Грусть святого отца и ее скорбные звуки, напротив, оканчиваются там, где начинаются вопли отчаяния языческих элегиков, и наоборот, звучат уныло там, где раздаются восторженные аккорды наслаждения языческой лиры. Душе святого Григория, мягкой, нежной, но всегда самой себе верной и постоянной, оставались совершенно чуждыми и те одинаково нечистые внутренние движения, какими вдохновляются многие и из новейших лирических поэтов, которые, пренебрегая светом христианской истины, отрицая и презирая сверхъестественную и небесную цель, предназначенную нам Господом, заблуждаются не только «в измышлениях своих», как говорит апостол (см.: Рим. 1:21), о древних людях, но и в своих душевных «расположениях», в своих душевных аффекциях, что называет апостол «помрачением неразумного сердца» (см. там же). Ища в этой жизни единственно счастья и нигде не находя его, устремляя и напрягая свои дерзкие помыслы к высшим, таинственным путям Провидения здешней жизни и не будучи в состоянии ни проникнуть в них, ни объяснить их себе, они, мнимо или действительно, приходят в отчаяние; грудь их раздирается черной безутешной и безысходной печалью, и, волнуемые ею, они или ропщут на Бога, или, забавляясь и разыгрывая на этих нотах скорби и уныния, находят единственное утешение для себя в излиянии этих раздражительно-минорных звуков в своих стихотворениях
[692]Ничего общего не имеют ни подобная поэзия с поэзией истинно христианской, ни подобные поэты с занимающим нас представителем последней – Григорием Назианзином. Душевная скорбь его разнилась от настроения всяких «певцов суетно-мировой скорби», как небо от земли. Свою скорбь он называет, подобно Павлу (2 Кор. 7:10),
печалью по Бозеи различает ее от печали века сего, которая соделывает смерть и которой он отвращался. «Обращая взгляд на самого себя, – говорит арх. Порфирий, – поэт открывает очень много тайного и непостижимого для своего ума, замечает сильную борьбу в своих желаниях, обнаружения чувственности, стесняющие высокий полет его духа, множество соблазнов, угрожающих гибельной опасностью душе со стороны врагов спасения. По всему этому он признает земную жизнь тяжкой и суетной; но в то же время мирится со своей жизнью потому, что живо представляет себе Божественное Промышление о судьбе каждого человека, а также и потому, что одушевляется ожиданием небесных радостей и блаженного общения с Пресвятой Троицей, славе Которой посвящена была вся его истинно подвижническая жизнь. Его любовь к Господу так жива и сильна, что несколько минут, проведенных в обществе людей праздных и суетолюбивых, незнакомых с занятиями богомыслия, порождают в нем глубокую печаль.

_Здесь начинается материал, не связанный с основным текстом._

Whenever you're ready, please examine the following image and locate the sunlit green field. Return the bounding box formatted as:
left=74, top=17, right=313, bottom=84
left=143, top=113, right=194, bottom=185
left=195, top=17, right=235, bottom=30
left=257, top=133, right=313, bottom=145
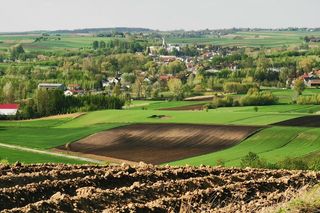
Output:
left=0, top=34, right=117, bottom=51
left=170, top=127, right=320, bottom=166
left=168, top=31, right=320, bottom=47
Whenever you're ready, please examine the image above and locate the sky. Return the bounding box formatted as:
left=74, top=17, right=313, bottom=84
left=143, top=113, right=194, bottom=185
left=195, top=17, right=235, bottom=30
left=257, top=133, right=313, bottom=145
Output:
left=0, top=0, right=320, bottom=32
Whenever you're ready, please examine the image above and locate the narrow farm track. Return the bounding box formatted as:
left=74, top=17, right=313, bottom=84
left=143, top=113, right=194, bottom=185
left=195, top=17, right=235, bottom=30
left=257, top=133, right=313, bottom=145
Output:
left=0, top=143, right=102, bottom=163
left=0, top=163, right=320, bottom=212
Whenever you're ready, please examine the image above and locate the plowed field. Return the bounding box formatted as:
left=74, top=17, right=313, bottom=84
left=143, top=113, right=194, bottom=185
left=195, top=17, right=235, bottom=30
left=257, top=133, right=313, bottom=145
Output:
left=0, top=163, right=320, bottom=212
left=58, top=124, right=261, bottom=164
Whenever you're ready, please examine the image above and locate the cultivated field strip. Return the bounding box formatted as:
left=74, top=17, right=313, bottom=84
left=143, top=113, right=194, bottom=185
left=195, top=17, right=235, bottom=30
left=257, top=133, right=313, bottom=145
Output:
left=0, top=163, right=320, bottom=212
left=58, top=124, right=262, bottom=164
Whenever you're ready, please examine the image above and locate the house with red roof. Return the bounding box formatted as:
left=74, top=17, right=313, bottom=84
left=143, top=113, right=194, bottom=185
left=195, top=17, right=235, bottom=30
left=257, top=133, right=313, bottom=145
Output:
left=0, top=104, right=19, bottom=115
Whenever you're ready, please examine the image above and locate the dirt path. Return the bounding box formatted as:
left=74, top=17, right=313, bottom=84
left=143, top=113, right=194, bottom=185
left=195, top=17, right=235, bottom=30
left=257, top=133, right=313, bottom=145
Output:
left=0, top=143, right=102, bottom=163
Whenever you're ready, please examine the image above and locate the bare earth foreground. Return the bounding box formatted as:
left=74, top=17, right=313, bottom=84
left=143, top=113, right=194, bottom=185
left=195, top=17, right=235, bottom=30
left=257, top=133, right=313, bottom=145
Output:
left=57, top=124, right=261, bottom=164
left=0, top=163, right=320, bottom=212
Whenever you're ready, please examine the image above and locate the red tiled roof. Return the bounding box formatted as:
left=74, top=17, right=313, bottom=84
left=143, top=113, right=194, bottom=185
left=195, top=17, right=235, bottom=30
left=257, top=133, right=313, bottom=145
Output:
left=0, top=104, right=19, bottom=109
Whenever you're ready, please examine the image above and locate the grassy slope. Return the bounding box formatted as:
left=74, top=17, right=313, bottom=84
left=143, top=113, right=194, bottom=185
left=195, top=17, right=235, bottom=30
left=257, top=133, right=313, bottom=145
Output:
left=60, top=110, right=303, bottom=128
left=171, top=127, right=320, bottom=166
left=0, top=147, right=86, bottom=164
left=0, top=124, right=121, bottom=149
left=167, top=31, right=319, bottom=47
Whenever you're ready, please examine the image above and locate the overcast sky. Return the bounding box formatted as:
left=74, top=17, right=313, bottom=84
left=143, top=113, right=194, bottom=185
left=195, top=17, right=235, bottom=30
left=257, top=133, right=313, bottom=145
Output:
left=0, top=0, right=320, bottom=32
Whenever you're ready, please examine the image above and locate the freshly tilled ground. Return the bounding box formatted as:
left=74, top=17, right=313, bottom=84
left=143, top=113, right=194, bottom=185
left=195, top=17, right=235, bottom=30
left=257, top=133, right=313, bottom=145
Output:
left=0, top=163, right=320, bottom=212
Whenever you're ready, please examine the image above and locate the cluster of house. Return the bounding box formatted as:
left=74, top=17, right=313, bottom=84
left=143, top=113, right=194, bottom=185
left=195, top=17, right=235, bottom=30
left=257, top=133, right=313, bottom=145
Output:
left=38, top=83, right=85, bottom=96
left=293, top=70, right=320, bottom=87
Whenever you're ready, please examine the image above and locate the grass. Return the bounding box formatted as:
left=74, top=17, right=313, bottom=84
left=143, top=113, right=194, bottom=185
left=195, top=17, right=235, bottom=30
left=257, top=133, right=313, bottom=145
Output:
left=170, top=127, right=320, bottom=166
left=59, top=110, right=303, bottom=128
left=0, top=34, right=119, bottom=51
left=0, top=124, right=122, bottom=149
left=0, top=147, right=86, bottom=164
left=130, top=101, right=207, bottom=110
left=167, top=31, right=319, bottom=47
left=274, top=184, right=320, bottom=213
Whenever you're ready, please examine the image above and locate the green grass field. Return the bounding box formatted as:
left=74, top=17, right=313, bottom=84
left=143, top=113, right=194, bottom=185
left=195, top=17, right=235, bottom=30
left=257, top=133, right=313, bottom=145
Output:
left=59, top=110, right=303, bottom=128
left=0, top=101, right=320, bottom=166
left=167, top=31, right=320, bottom=47
left=170, top=127, right=320, bottom=166
left=0, top=34, right=117, bottom=50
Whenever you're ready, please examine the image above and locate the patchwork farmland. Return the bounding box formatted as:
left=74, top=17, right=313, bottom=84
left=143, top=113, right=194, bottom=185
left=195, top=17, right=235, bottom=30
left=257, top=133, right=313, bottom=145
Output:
left=58, top=124, right=260, bottom=164
left=0, top=163, right=320, bottom=213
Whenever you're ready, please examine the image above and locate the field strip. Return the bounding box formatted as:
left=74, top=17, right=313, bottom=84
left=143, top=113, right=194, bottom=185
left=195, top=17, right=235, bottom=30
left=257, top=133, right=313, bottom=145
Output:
left=0, top=143, right=102, bottom=163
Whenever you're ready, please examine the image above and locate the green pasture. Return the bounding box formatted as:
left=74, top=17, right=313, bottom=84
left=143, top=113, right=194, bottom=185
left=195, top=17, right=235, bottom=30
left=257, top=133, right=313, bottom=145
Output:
left=167, top=31, right=320, bottom=47
left=130, top=101, right=208, bottom=110
left=0, top=147, right=86, bottom=164
left=59, top=110, right=304, bottom=128
left=169, top=127, right=320, bottom=166
left=0, top=34, right=117, bottom=50
left=0, top=121, right=122, bottom=149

В элегиях своих он является пред лицом Господа с воплями сердечного сокрушения за свои самые легкие преткновения, с умилительным прошением Его содействия во всех своих делах, а также с выражениями пламенного желания созерцать Его не только очами веры, но и лицом к лицу»
[693]. Эта «печаль по Бозе» – далеко не то, что непонятный, неясный вопль души, бессильно рвущейся против беспричинных зол и скорбей здешней жизни; еще менее она – фатальный страх пред роковым моментом, в который Парка
[694]прервет нить жизни. Яснее всего выступают в этом весьма сложном психическом расположении внутреннейшее сознание несоизмеримости потребностей нашей души со всеми благами, со всем счастьем здешней жизни и алчба нашего высшего духовного удовлетворения, томление по высшем идеале (см.: Мф. 5:4). Эта печаль – чистый продукт христианства. Соединив идеал человека с вечностью, христианство сроднило и новую литературу с новым чувством меланхолическим, отзывающимся тоской души по ее истинной родине, по ее отечеству в небесах. Отсюда и эти лирические звуки скорби и песнопения о бедствиях земного странствования. Разрушив древнеклассический строй жизни, в котором эстетическая религия вела к совершенству путем наслаждения, Евангелие выдвинуло новый принцип – самоотречения и страдания, и сформулировало неслыханное еще положение: «Блаженны те, которые плачут». Это новозаветное положение и стало исходной точкой для представителей как литературы христианской во всех родах ее, так и христианского искусства во всех его разновидностях и сообщило всем вообще произведениям их элегический колорит. Таким образом, из всех литературно-поэтических форм элегия оказалась наиболее подходящей под характер мыслей и чувств, вдохновляющих духовно-христианских писателей, и потому составила один из самых художественных отделов в христианской лирической поэзии.